= Symphony No. 2 (Henze) =

1949 symphony by Hans Werner Henze

Symphony No. 2 by Hans Werner Henze was composed in 1949 and premiered on 1 December that year in Stuttgart by the South German Radio Symphony Orchestra conducted by Hans Müller-Kray. The symphony is dedicated to the conductor Hermann Scherchen.

==Background==
Henze began contemplating a new symphony early in 1949 and wrote to Wolfgang Steinecke, organiser of the Darmstadt Summer Courses for New Music, hoping for a performance at the course that year. Henze missed the deadline but a commission from South German Radio allowed him to continue and complete work on the symphony, which he did between May and August.

==Structure and style==
For a New Year's Day 1961 performance, drastic cuts were made to the first and second movements. Henze later claimed that he "never undertook changes" to the symphony, but they persisted into the published score.

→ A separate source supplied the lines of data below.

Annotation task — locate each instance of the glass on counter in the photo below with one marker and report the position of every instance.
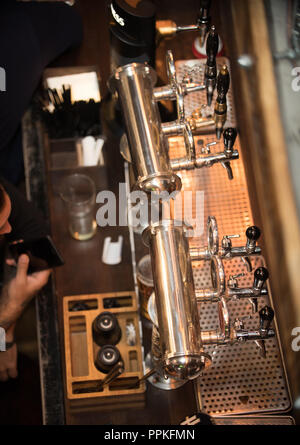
(79, 195)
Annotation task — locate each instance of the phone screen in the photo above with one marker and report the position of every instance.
(42, 253)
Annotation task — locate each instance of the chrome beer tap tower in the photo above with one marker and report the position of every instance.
(178, 349)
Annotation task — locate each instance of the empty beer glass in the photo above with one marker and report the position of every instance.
(79, 194)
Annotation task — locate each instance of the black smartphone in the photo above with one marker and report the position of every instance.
(42, 253)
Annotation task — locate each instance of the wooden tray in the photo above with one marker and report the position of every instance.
(82, 376)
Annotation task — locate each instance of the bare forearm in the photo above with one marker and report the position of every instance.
(10, 308)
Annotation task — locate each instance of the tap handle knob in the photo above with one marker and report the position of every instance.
(223, 82)
(203, 15)
(229, 137)
(266, 315)
(212, 44)
(253, 233)
(261, 275)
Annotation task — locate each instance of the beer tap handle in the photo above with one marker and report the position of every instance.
(203, 19)
(261, 274)
(266, 316)
(252, 234)
(210, 74)
(229, 137)
(212, 44)
(223, 81)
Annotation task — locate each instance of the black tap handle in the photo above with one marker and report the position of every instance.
(229, 137)
(204, 10)
(223, 82)
(266, 315)
(261, 275)
(253, 233)
(212, 44)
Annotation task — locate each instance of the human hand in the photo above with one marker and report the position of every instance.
(8, 364)
(18, 292)
(8, 359)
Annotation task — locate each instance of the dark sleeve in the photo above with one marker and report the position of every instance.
(25, 220)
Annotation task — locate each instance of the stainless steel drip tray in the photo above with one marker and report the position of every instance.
(240, 381)
(261, 420)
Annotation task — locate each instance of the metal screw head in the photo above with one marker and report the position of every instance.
(245, 61)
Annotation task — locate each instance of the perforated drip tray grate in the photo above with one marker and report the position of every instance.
(240, 381)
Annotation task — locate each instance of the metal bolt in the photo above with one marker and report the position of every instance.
(245, 61)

The final movement is in four sections: 1) slow and melodic, mainly for strings, 2) a march-like ostinato for the winds, 3) a second ostinato based on the B-A-C-H motif and 4) a final allegro which quotes Bach's cantata Wie schön leuchtet der Morgenstern. It concludes in a coda featuring a slowing of the tempo and finally four fortissimo chords made up of all 12 pitches of the chromatic scale.

Henze himself said that the symphony is "music for a winter's day, utterly grey and gloomy".